Support » Fixing WordPress » image sizes

  • Is there a way to remove image sizes from the uploader. I just uploaded an image and it made 7 new images from that one picture. In my functions.php I have this

    set_post_thumbnail_size(183, 91, true );
    	add_image_size('half_slider', 522, 274);
    	add_image_size('page_featured_image', 590, 293);
    	add_image_size('post_featured_image', 183, 91);
    	add_image_size('full_slider', 959, 274);

    those are the only image sizes I need. I don’t know why wordpress is creating a whole bunch of new sizes.

Viewing 5 replies - 1 through 5 (of 5 total)
  • Moderator cubecolour

    (@numeeja)

    Do the other sizes match those set for Thumbnail, Medium & Large in Settings -> Media?

    Thread Starter cybershot

    (@cybershot)

    I show three image sizes in the uploader

    150×150 small
    300×85 medium
    large does not display the size
    959×274 full size

    yet in the uploads folder, I have

    959×274, 150×150, 183×52, 183×91, 300×85, 522×149, 590×168

    I dont’ know why there is 300×85. Where is it being told to generate that size?

    Moderator Kathryn Presner

    (@zoonini)

    As cubecolour said, go into Settings -> Media and under Image Sizes you’ll see where the the thumbnail, medium & large sizes are coming from. If you erase the height & widths of the sizes you don’t need, WordPress won’t auto-generate those sizes.

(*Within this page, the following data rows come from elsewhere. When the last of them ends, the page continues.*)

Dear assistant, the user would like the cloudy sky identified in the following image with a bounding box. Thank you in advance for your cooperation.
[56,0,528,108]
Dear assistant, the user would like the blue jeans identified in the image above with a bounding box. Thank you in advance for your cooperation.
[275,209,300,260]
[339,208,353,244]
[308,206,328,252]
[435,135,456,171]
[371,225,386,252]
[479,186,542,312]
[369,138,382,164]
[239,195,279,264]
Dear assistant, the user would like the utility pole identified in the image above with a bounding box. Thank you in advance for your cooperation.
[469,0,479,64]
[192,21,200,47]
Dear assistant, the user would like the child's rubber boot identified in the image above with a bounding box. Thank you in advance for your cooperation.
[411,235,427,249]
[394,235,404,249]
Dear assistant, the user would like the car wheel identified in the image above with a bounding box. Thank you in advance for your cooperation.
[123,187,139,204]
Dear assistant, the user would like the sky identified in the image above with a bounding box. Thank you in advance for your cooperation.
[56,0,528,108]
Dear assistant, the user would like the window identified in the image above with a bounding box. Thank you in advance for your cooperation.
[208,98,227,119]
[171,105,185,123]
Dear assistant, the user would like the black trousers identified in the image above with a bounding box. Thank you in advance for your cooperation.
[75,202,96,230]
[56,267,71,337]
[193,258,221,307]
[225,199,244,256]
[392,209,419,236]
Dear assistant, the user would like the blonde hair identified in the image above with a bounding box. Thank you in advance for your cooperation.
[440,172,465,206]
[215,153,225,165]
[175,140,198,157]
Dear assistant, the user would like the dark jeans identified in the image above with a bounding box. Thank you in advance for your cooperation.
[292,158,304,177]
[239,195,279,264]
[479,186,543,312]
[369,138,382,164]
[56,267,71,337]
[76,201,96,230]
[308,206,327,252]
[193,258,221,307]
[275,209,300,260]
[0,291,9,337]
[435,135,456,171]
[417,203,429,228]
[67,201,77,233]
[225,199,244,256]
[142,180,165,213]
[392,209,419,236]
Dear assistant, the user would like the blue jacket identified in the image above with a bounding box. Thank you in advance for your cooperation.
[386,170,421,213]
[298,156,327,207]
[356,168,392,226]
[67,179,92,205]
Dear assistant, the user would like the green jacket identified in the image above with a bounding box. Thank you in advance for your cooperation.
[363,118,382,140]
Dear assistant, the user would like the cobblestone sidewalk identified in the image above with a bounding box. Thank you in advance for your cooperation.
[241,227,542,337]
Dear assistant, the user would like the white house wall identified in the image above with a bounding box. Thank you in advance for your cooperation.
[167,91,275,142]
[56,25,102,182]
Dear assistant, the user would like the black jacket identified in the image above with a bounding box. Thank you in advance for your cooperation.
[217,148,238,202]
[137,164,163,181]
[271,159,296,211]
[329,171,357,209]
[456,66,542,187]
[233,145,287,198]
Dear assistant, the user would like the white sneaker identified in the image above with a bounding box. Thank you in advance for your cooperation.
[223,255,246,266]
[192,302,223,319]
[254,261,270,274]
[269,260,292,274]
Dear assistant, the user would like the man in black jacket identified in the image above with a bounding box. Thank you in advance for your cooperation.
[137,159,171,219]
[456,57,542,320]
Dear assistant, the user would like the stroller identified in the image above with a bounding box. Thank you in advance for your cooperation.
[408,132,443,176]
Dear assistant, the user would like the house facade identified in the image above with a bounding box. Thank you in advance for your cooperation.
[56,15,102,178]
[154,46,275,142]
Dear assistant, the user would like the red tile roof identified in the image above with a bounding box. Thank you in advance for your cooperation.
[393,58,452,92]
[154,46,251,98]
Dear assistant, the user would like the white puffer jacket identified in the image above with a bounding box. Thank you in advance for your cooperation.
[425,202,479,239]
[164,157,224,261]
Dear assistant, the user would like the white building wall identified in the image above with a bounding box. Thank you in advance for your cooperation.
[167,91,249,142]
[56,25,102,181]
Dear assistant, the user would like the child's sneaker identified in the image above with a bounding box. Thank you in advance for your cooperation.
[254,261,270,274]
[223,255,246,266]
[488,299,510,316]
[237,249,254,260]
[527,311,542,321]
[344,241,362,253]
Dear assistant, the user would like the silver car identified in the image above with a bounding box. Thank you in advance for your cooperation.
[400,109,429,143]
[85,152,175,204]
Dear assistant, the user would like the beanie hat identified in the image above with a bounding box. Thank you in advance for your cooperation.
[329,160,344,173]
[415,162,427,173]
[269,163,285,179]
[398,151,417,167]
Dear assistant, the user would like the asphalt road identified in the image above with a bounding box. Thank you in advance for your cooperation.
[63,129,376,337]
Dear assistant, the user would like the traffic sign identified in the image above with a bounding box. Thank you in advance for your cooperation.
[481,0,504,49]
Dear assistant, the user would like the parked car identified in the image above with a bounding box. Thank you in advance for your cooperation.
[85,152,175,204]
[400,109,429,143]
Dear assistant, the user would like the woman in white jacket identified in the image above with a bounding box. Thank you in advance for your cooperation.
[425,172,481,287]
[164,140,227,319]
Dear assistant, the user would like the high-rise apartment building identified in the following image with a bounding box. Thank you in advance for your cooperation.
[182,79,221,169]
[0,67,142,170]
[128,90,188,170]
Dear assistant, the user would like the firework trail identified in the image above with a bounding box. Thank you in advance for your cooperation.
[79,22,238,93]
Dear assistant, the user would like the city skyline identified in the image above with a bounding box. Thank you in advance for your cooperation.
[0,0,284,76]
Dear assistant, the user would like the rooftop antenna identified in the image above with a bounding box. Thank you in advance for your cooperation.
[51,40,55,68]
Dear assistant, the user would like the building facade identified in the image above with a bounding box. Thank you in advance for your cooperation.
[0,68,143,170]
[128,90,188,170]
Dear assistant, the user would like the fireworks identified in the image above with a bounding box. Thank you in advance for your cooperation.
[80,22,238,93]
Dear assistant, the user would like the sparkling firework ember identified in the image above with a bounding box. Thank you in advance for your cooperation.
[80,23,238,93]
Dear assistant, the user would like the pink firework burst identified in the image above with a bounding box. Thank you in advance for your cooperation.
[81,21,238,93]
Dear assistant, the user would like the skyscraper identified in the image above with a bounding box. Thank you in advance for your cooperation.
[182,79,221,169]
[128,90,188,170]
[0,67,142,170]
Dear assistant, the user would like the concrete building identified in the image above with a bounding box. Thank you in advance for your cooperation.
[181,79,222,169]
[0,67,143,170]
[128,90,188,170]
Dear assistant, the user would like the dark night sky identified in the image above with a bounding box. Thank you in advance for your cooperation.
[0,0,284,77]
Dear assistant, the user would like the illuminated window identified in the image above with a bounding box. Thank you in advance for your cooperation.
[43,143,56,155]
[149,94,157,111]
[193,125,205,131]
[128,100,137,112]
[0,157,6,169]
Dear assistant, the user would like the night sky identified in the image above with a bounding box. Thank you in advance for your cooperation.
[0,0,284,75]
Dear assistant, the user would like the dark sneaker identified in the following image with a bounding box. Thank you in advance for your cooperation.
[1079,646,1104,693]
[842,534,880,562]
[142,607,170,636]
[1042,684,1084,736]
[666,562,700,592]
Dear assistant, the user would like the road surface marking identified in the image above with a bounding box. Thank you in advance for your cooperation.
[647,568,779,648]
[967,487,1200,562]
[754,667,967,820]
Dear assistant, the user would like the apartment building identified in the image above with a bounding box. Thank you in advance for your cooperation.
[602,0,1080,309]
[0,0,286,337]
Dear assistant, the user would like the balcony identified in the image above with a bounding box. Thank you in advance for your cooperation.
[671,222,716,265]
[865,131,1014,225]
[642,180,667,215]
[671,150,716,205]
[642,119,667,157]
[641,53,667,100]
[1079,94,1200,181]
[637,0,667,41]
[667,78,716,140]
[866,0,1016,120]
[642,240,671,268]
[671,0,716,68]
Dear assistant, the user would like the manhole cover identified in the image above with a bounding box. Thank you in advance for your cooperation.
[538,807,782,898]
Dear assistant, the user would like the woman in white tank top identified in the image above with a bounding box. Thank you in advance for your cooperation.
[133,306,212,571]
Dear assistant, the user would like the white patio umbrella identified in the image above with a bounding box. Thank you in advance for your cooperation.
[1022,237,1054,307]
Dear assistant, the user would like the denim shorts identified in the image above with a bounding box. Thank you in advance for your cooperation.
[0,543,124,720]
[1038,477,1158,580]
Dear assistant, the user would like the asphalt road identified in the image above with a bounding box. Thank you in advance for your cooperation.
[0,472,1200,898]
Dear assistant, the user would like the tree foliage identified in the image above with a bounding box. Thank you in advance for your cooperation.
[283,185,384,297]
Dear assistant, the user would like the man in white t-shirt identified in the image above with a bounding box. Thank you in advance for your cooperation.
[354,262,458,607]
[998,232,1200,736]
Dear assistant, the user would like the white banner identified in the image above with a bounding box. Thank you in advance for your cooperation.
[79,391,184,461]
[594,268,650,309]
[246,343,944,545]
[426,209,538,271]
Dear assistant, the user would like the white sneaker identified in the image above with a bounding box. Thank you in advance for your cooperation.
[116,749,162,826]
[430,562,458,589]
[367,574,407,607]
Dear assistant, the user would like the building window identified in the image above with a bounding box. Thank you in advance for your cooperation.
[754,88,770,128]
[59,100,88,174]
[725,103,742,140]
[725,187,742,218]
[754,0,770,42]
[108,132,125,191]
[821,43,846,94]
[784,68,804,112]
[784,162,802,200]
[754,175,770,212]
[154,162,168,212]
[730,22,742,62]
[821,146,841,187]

    Thread Starter cybershot

    (@cybershot)

    okay. I deleted those values and put in 0. It still resizes the image the wrong size. I figured that setting the image size with add_image_size would have set the sizes. There has got to be a way to set the default small medium and large size

    other plugins you install may include an add_image_size() call so that the image sizing gets handled by wordpress. The best way I found to identify these was using grepWin (or grep on unix machines) to search the plugins folder for add_image_size. Then you can decide if the plugin is worth keeping, removing or potentially removing the add_image_size() and replacing the eventual get_the_post_thumbnail() call with one that re-sizes on the fly. Remember you are trading processing time for disk space, if you have a lot of traffic the server-side resizing can cause a slow-down.